How I got into Machine Learning (in 2010)
As a development engineer at ABB Turbo Systems, I developed complex mechanical components (e.g., radial turbines, shafts, casings, threaded connectors) using FEA/CFD simulations, and to investigate the feasibility of technological ideas and new concepts.
In 2009 I played around with ANNs in JavaNNS, and eventually turned to very basic polynomial response surface models implemented in Mathcad to model the behavior of a mechanical system for the first time. I also used Taguchi matrices to design my experiments.
In 2010 I started using Weka and many of its included algorithms (such as decision trees, support vector machines, Kriging, and Principal Component Analysis) routinely in a loose application of CRISP-DM for iterative and incremental (“agile”?) development of mechanical components. I also used my own Python implementations of Latin Hypercube Sampling and Particle Swarm Optimization, as well as libraries like ecspy. From a usage perspective, all these tools were clunky, but they did the job well.
In late 2011 I wanted to use scikit-learn, but it had just dropped support for neural networks and delegated them to the then still nascent PyBrain library, which proved to be too slow, similarly to bpnn.py.
In 2012, eventually, libFANN became my workhorse for ANNs. It was fast but didn’t include a way to avoid overfitting automatically by early stopping. So, I had to implement methods to do so in Python from a paper. I’d also had to write my own helper scripts for parametric studies on network architectures and training hyperparameters, for cross-validation, and for creating ensembles of neural networks. And, of course, I also had to do my own juggling of data on different nodes of an HPC cluster to achieve all of the above within a sensible time frame.
In 2015 I returned to Weka in order to help a technology development team at Hilti figure out whether they had already exhausted the optimization potential of a new product component (they hadn’t). In 2016 I continued applying the mindset of experimental design, ML/DS and iterative approaches like CRISP-DM and my own (see diagram above) to support teams in problem-solving. And, in 2017, I built prototypes of a new two-sided data-driven business model that required me to dabble in Natural Language Processing using NLTK, spaCy, and VADER for sentiment analysis - all done using Jupyter notebooks.

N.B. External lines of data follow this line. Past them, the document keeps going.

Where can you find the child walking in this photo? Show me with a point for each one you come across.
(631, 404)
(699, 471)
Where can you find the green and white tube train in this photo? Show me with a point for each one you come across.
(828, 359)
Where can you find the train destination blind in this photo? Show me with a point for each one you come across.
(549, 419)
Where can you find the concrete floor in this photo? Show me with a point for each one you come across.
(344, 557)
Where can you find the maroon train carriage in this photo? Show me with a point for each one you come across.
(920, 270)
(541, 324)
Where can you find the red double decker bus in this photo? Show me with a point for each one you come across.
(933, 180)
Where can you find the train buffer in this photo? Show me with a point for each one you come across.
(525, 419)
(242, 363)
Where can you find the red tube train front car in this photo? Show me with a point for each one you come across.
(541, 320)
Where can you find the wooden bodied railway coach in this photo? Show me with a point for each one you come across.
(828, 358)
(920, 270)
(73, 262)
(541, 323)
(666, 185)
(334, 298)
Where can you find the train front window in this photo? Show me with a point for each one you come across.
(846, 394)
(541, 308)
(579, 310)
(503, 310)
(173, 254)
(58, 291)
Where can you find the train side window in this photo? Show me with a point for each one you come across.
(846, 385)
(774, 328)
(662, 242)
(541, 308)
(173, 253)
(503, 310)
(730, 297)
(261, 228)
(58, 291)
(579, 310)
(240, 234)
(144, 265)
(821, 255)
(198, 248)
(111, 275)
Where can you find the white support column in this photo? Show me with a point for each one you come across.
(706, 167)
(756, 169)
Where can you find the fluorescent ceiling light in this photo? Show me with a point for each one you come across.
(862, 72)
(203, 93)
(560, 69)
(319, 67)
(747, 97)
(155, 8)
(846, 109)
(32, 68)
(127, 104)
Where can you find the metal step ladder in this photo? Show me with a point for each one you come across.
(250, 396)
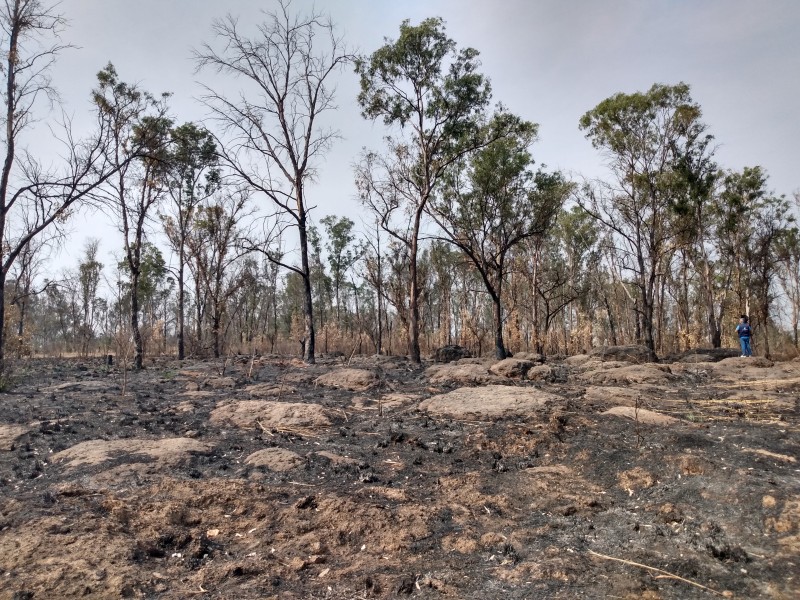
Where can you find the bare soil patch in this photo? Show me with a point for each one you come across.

Yes, software tools are being “repurposed” all the time, in the broadest sense of the word; after all, should we be reinventing the wheel with every new problem? Or should also BD/ML/AI/DS as a field of practice strive to become more akin to the messy world of Javascript, with its countless hipstery whatever.js libraries and dependency hell? I doubt it.
Nowadays, much like sources of learning, software tools for BD/ML/AI/DS are also increasingly interconnected, polished, and well documented. The trend of asking questions of forums such as Quora and StackExchange also makes it more likely that toy examples and key use-cases are documented and can be found somewhere online. This makes software use and solution reuse easier and overall cheaper.
You don’t need to be an expert in statistical learning or optimization algorithms anymore, in order to get started in the field. Understandably, that annoys these experts who see newbies making grave errors and oversimplifications on their journey of learning. But that’s inevitable—look for example at how the field of engineering simulation with FEA and CFD has become commoditized. Nothing new here.
Contrary to the past, where acquiring knowledge in BD/ML/AI/DS was more compartmentalized, large-batched, and dead-serious, the present looks more user-friendly and results-oriented. You can get started with a cursory understanding of the concepts, then start playing with software tools to learn more, then learn from what you achieved; rinse and repeat, akin to Lean’s LAMDA/PDSA, or Lean Startup’s Build-Measure-Learn cycle.